Dopo 10 mesi, perdendoci oltre 4 miliardi di Euro, abbiamo dato Alitalia ad Airfrance, in realtà si tratta solo del 25%, ma quando fra pochi anni (se non mesi) Alitalia diventerà completamente francese a noi italiani non spetterà un soldo, finiranno tutti nelle tasche degli imprenditori truffaldini che avrebbero dovuto salvare l’italianità dell’azienda.
Posso udire il rumore liquido dello sfregamento della mano di Spinetta sul proprio prepuzio.
DIECI mesi dopo, con quasi lo 0,3 per cento di pil sottratto ai contribuenti e 7.000 posti di lavoro in meno, Alitalia torna a parlare francese.
In questi 300 giorni gli italiani hanno visto franare il prestito ponte di 300 milioni di euro concesso quasi all’unanimità dal Parlamento italiano. Oltre a perdere così un milione al giorno, i contribuenti si sono accollati i debiti contratti dalla bad company per quasi tre miliardi.
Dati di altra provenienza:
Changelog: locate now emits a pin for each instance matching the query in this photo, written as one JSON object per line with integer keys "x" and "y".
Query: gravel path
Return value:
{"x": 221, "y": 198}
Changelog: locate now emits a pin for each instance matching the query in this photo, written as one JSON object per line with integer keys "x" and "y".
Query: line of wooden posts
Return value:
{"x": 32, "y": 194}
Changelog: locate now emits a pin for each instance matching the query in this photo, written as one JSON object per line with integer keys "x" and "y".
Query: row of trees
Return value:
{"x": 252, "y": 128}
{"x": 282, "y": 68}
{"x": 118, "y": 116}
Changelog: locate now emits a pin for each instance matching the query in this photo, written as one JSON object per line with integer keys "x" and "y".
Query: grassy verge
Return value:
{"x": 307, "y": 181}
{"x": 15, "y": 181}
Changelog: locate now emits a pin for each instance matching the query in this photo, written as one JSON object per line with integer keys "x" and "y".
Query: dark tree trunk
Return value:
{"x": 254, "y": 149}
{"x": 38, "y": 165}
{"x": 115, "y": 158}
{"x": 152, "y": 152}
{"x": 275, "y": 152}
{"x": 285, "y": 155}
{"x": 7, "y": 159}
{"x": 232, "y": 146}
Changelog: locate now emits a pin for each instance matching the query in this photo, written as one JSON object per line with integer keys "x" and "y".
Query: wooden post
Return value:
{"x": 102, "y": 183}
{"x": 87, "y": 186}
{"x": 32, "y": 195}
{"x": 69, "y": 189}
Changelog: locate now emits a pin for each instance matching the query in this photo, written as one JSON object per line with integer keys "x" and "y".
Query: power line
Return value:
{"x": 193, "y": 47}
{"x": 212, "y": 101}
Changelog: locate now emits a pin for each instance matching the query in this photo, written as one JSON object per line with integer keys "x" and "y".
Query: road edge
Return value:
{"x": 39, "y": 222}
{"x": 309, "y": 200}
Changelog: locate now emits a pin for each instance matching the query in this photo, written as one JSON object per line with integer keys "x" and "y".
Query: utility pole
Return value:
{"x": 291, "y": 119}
Il conto pagato dal contribuente è, dunque superiore ai 4 miliardi di euro, più o meno un terzo di punto di pil, quasi due volte il costo della social card e del bonus famiglia messi insieme.
Sarà Air France-KLM l’azionista di maggioranza, in grado di decidere vita, morte e miracoli della compagnia sorta dalle ceneri di Alitalia.
La composita cordata italiana ha dovuto subito rinunciare all’italianità della compagnia perché non era da sola in grado di far decollare neanche il primo aereo, previsto in volo sui nostri cieli il 13 gennaio prossimo venturo.
Conti fatti, è soprattutto Air France dunque ad aver fatto un affare. Rileva una compagnia più leggera di 7000 dipendenti rispetto a quella che avrebbe acquisito nel marzo scorso, che ha nel frattempo assunto una posizione di monopolio nella tratta più redditizia (Milano-Roma) versando molto meno di quel miliardo su cui si era impegnata solo 10 mesi fa.